After every family trip, we usually ask each other what our personal highlight was from the trip. My own personal highlight was not something grand that we did. It was not floating in the Dead Sea with my kids, riding up and down the hills of Gush Etzion on ATVs, nor hiking through the wadi of Nachal Arugot surrounded by majestic desert mountains. These were amazing events – fun family time and opportunities to relax. But for me the highlight of the trip was a small and meaningful visit to the City of David or as they say in tourist terms – the city where it all began.
Our guide, Yehuda, gave us an inside view of the latest excavations of the City of David, situated outside the walls of the Old City near the gate at the closest entrance to the Kotel. We witnessed and learned about the most recently uncovered sections of the dig which are thought to have been the actual palace of King David, from the time of the First Temple Period. We watched the digging taking place and the painstaking removal of the rocks and earth to be further checked for pieces of pottery, coins and other signs of life in the layers of this city’s history. We then walked underground through cisterns and the water shaft that was the main source of water for the upper walled city on the Temple Mount, ending up just outside the Herodian (Second Temple) walls of the Kotel.
So why was this visit to the City of David the highlight of my trip?

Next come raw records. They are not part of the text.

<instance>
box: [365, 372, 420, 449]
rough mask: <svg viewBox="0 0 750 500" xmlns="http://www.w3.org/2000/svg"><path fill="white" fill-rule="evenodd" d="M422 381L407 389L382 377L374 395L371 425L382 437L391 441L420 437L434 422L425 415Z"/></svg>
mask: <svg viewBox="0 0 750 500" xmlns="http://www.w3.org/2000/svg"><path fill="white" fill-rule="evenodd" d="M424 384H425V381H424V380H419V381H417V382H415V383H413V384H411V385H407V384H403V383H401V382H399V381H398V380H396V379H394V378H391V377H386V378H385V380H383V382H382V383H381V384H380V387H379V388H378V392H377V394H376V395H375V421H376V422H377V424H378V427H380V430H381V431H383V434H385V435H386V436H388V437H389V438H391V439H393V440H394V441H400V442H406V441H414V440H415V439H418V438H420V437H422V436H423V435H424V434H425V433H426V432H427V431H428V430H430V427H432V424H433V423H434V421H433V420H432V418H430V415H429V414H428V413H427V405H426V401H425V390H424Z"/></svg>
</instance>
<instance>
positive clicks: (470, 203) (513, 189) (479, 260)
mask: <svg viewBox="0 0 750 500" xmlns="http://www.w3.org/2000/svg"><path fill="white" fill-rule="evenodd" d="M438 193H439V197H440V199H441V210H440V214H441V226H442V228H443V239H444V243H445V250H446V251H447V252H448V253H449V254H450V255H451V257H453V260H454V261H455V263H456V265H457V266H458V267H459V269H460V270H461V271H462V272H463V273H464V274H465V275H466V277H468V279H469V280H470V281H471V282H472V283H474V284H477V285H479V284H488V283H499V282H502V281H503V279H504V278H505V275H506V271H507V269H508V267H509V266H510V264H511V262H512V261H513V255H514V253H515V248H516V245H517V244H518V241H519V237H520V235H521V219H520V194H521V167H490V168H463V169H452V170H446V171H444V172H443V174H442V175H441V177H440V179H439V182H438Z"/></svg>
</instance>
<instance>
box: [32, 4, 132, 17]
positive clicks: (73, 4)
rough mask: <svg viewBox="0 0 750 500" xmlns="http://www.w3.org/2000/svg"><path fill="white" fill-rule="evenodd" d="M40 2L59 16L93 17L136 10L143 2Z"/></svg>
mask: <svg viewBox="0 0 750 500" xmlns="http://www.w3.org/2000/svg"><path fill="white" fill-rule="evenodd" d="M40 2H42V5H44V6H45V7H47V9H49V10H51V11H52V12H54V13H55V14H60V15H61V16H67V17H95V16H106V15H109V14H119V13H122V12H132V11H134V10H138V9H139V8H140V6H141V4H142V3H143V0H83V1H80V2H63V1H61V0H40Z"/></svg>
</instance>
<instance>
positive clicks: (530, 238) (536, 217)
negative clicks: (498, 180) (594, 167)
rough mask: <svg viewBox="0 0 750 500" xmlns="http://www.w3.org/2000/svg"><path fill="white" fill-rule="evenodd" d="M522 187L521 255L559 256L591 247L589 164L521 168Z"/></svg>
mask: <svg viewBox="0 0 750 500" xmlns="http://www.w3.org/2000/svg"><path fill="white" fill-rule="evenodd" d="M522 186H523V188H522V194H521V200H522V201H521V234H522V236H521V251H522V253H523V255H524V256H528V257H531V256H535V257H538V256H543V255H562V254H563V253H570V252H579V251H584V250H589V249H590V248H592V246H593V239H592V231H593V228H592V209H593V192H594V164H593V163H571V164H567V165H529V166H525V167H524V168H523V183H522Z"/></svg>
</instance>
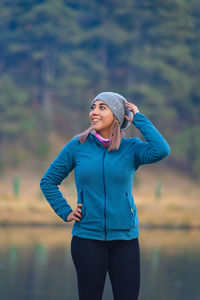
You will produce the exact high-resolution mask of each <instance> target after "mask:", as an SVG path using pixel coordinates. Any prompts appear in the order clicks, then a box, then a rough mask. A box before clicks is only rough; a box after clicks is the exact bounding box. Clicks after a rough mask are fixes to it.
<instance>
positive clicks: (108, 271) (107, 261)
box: [40, 92, 170, 300]
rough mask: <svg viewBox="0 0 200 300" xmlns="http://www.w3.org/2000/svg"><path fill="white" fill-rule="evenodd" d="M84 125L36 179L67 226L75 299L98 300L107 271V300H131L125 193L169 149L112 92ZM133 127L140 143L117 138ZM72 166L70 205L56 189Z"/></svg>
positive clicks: (132, 235)
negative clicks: (141, 174) (71, 238)
mask: <svg viewBox="0 0 200 300" xmlns="http://www.w3.org/2000/svg"><path fill="white" fill-rule="evenodd" d="M89 118H90V122H91V127H90V128H89V129H88V130H86V131H85V132H84V133H82V134H80V135H79V136H75V137H74V138H72V139H71V141H69V142H68V143H67V144H66V145H65V147H64V148H63V149H62V151H61V152H60V153H59V155H58V156H57V158H56V159H55V160H54V161H53V162H52V163H51V165H50V167H49V168H48V170H47V171H46V173H45V174H44V176H43V178H42V179H41V183H40V185H41V189H42V191H43V193H44V195H45V197H46V199H47V200H48V202H49V203H50V205H51V207H52V208H53V209H54V211H55V212H56V213H57V214H58V216H60V217H61V218H62V219H63V220H64V221H67V222H71V221H75V222H74V225H73V229H72V235H73V237H72V241H71V254H72V259H73V262H74V265H75V268H76V272H77V279H78V291H79V299H80V300H100V299H102V294H103V289H104V284H105V278H106V273H107V271H108V274H109V277H110V280H111V285H112V290H113V295H114V299H115V300H134V299H138V294H139V287H140V251H139V242H138V236H139V230H138V223H139V222H138V217H137V209H136V206H135V203H134V199H133V195H132V184H133V178H134V174H135V171H136V170H137V169H138V167H139V166H140V165H142V164H148V163H155V162H157V161H159V160H161V159H163V158H164V157H166V156H167V155H168V154H169V152H170V148H169V145H168V144H167V142H166V141H165V139H164V138H163V137H162V135H161V134H160V133H159V132H158V130H157V129H156V128H155V127H154V126H153V125H152V123H151V122H150V121H149V119H148V118H147V117H146V116H144V115H143V114H142V113H140V112H139V110H138V108H137V106H136V105H134V104H132V103H130V102H127V101H126V99H125V98H124V97H122V96H121V95H119V94H117V93H113V92H103V93H100V94H99V95H97V96H96V97H95V98H94V100H93V101H92V104H91V111H90V114H89ZM130 124H133V125H135V126H136V127H137V128H138V129H139V130H140V132H141V133H142V134H143V136H144V138H145V140H146V141H145V142H144V141H142V140H141V139H139V138H137V137H134V138H125V137H124V136H123V129H125V128H127V127H128V126H129V125H130ZM73 169H74V171H75V182H76V188H77V207H76V208H75V209H74V210H73V209H72V208H71V207H70V205H69V204H68V203H67V202H66V200H65V199H64V198H63V196H62V193H61V192H60V191H59V188H58V185H60V184H61V182H62V181H63V179H64V178H66V177H67V175H68V174H69V172H71V171H72V170H73Z"/></svg>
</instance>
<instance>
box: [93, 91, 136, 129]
mask: <svg viewBox="0 0 200 300" xmlns="http://www.w3.org/2000/svg"><path fill="white" fill-rule="evenodd" d="M96 100H101V101H103V102H105V104H107V105H108V106H109V108H110V110H111V111H112V113H113V115H114V116H115V117H116V118H117V120H118V121H119V123H120V128H121V129H125V128H127V127H128V126H129V125H130V122H129V121H128V120H126V119H125V117H124V116H125V115H127V116H129V117H130V118H131V117H133V113H132V112H130V111H129V109H128V107H126V106H125V103H126V102H127V100H126V99H125V98H124V97H123V96H121V95H120V94H118V93H113V92H103V93H100V94H98V95H97V96H96V97H95V98H94V99H93V101H92V104H93V103H94V102H95V101H96Z"/></svg>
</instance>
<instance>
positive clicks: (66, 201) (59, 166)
mask: <svg viewBox="0 0 200 300" xmlns="http://www.w3.org/2000/svg"><path fill="white" fill-rule="evenodd" d="M73 143H74V141H73V140H71V141H70V142H69V143H68V144H67V145H65V147H64V148H63V149H62V151H61V152H60V153H59V155H58V156H57V157H56V159H55V160H54V161H53V162H52V163H51V165H50V166H49V168H48V169H47V171H46V173H45V174H44V176H43V177H42V179H41V181H40V187H41V190H42V192H43V194H44V196H45V198H46V199H47V201H48V202H49V204H50V205H51V207H52V208H53V210H54V211H55V212H56V214H57V215H58V216H59V217H60V218H62V219H63V220H64V221H67V217H68V215H69V214H70V212H72V208H71V207H70V205H69V204H68V203H67V201H66V199H65V198H64V197H63V195H62V193H61V191H60V190H59V188H58V185H60V184H61V183H62V181H63V180H64V179H65V178H66V177H67V175H68V174H69V173H70V172H71V171H72V169H73V168H74V167H75V159H74V147H73Z"/></svg>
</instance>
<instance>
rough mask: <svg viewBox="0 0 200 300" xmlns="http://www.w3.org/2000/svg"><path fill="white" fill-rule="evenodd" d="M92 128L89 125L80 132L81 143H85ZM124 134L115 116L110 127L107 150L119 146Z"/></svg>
mask: <svg viewBox="0 0 200 300" xmlns="http://www.w3.org/2000/svg"><path fill="white" fill-rule="evenodd" d="M91 130H92V127H89V128H88V129H86V130H85V131H83V132H81V133H80V134H79V135H78V136H79V140H80V142H81V144H83V143H85V141H86V140H87V138H88V136H89V134H90V132H91ZM123 136H125V132H124V131H123V130H121V128H120V123H119V121H118V120H117V119H116V118H115V119H114V121H113V123H112V127H111V141H110V143H109V146H108V151H109V152H110V151H113V150H117V149H118V148H119V146H120V143H121V139H122V137H123Z"/></svg>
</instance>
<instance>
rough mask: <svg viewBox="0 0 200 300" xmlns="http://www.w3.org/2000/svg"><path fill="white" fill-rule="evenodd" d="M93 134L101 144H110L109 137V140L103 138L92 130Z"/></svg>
mask: <svg viewBox="0 0 200 300" xmlns="http://www.w3.org/2000/svg"><path fill="white" fill-rule="evenodd" d="M92 131H93V133H94V134H95V136H96V137H97V138H98V139H99V140H100V141H101V142H102V143H109V142H110V137H109V138H105V137H103V136H102V135H101V134H100V133H99V132H97V131H95V130H94V129H92Z"/></svg>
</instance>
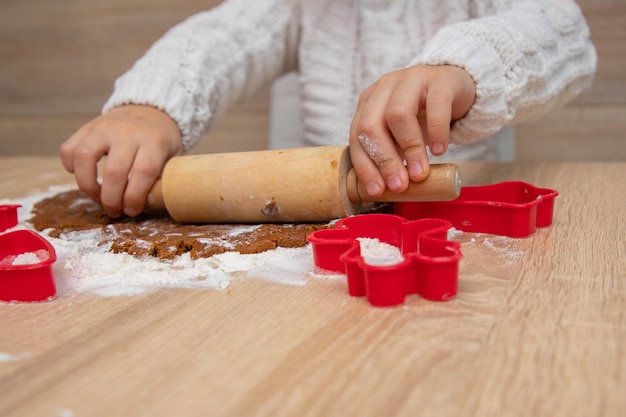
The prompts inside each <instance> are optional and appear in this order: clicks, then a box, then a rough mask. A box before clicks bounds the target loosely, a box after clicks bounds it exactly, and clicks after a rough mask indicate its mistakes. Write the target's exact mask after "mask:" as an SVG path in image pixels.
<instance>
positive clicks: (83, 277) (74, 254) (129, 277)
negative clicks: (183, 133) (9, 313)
mask: <svg viewBox="0 0 626 417" xmlns="http://www.w3.org/2000/svg"><path fill="white" fill-rule="evenodd" d="M66 189H67V188H64V189H61V188H60V187H54V188H51V189H50V190H49V191H48V192H46V193H38V194H35V195H31V196H29V197H27V198H25V199H21V200H19V201H7V200H6V199H5V200H0V204H15V203H17V204H21V205H22V207H21V208H20V209H19V212H18V216H19V220H20V224H19V225H18V226H16V227H15V228H12V229H11V230H17V229H26V228H29V224H28V219H29V218H30V212H31V210H32V206H33V205H34V204H35V203H36V202H38V201H40V200H42V199H44V198H46V197H50V196H53V195H55V194H57V193H59V192H62V191H65V190H66ZM258 227H260V226H242V227H241V228H237V229H234V230H232V231H230V232H229V235H231V236H236V235H238V234H242V233H247V232H250V231H253V230H254V229H256V228H258ZM101 233H102V232H101V231H100V230H87V231H76V232H69V233H66V234H64V235H63V236H62V237H61V238H53V237H50V236H48V235H47V234H46V232H45V231H44V232H42V235H43V236H45V237H46V239H47V240H48V241H49V242H50V243H51V244H52V245H53V246H54V248H55V251H56V255H57V262H56V263H55V264H54V265H53V271H54V276H55V280H56V284H57V288H58V292H59V294H61V295H62V294H71V293H80V292H91V293H95V294H98V295H101V296H123V295H134V294H139V293H143V292H145V291H149V290H153V289H157V288H162V287H173V288H174V287H176V288H213V289H225V288H227V287H228V286H229V285H230V282H231V281H232V280H233V279H239V278H255V279H263V280H267V281H273V282H279V283H283V284H289V285H304V284H306V283H307V282H308V280H309V279H310V278H318V277H319V275H318V274H315V273H314V272H313V271H314V269H315V268H314V262H313V255H312V253H311V249H310V247H309V246H306V247H303V248H277V249H274V250H270V251H266V252H262V253H258V254H246V255H242V254H240V253H238V252H225V253H222V254H218V255H214V256H212V257H210V258H201V259H195V260H194V259H192V258H191V256H190V255H189V254H185V255H182V256H179V257H177V258H175V259H174V260H159V259H156V258H152V257H146V258H143V259H138V258H136V257H133V256H131V255H128V254H126V253H117V254H115V253H112V252H110V251H109V248H110V246H107V245H101V244H100V242H102V241H103V236H102V235H101ZM32 255H33V254H24V255H23V258H21V259H19V260H18V259H17V258H18V257H15V256H13V257H11V259H10V260H6V261H5V260H2V262H10V263H11V264H14V263H15V262H16V261H17V262H24V263H26V262H31V261H35V257H33V256H32ZM35 255H36V254H35ZM19 257H22V255H20V256H19ZM40 261H41V260H37V261H36V262H40Z"/></svg>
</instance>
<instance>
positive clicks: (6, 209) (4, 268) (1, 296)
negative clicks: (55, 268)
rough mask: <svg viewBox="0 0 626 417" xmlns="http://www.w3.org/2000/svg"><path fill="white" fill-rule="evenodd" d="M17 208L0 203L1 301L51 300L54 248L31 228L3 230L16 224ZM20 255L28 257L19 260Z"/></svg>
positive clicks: (54, 283) (54, 292)
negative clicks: (6, 230) (4, 232)
mask: <svg viewBox="0 0 626 417" xmlns="http://www.w3.org/2000/svg"><path fill="white" fill-rule="evenodd" d="M18 207H19V206H15V205H13V206H8V205H5V206H0V301H5V302H13V301H17V302H34V301H48V300H51V299H53V298H54V297H55V296H56V284H55V282H54V274H53V272H52V264H54V262H55V261H56V252H55V250H54V247H53V246H52V245H51V244H50V243H49V242H48V241H47V240H46V239H44V238H43V237H41V236H40V235H39V234H37V233H35V232H33V231H31V230H15V231H11V232H6V233H2V232H4V231H5V230H7V229H9V228H11V227H13V226H15V225H16V224H17V208H18ZM20 256H27V258H26V259H25V260H23V261H19V260H20V258H19V257H20ZM22 259H24V258H22Z"/></svg>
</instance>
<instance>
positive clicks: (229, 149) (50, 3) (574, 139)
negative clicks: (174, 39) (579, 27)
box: [0, 0, 626, 161]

It was the highlight of my trip because of its personal meaning for me and my connection to the Jewish people. My life is all about being Jewish – from the moment I wake up and try to recite the morning prayers, to my work at Akiva and in our community, and to my efforts to educate my children and raise them in a home that models living and loving Judaism. But every so often, I need to be reminded in a very real way, why I am doing this. Life becomes rote and routine, and then something comes along to inspire the connection that you have to being a Jew. That inspiration for me was in a 2000 year old water tunnel. It was a moment that brought me back to the history that I was taught at my Jewish day schools in Toronto and to memories of my year of study in Israel. It was a moment that made me feel connected to King David, to our Tanach and to the history of my people. I felt in touch with the belief that I am truly a part of an influential and powerful history of an amazing and complicated people. Our history encompasses wars and struggles, prayers and unwavering dedication, education, books and philosophies, and the ability to build and rebuild. This moment was an affirmation for me to continue on this path and find the best ways to keep inspiring our children and students to understand the gift of being a Jew. It was a moment of hope and a moment of challenge.
There’s no better place on earth than being in Israel to make you feel like you are at home. Snow or no snow.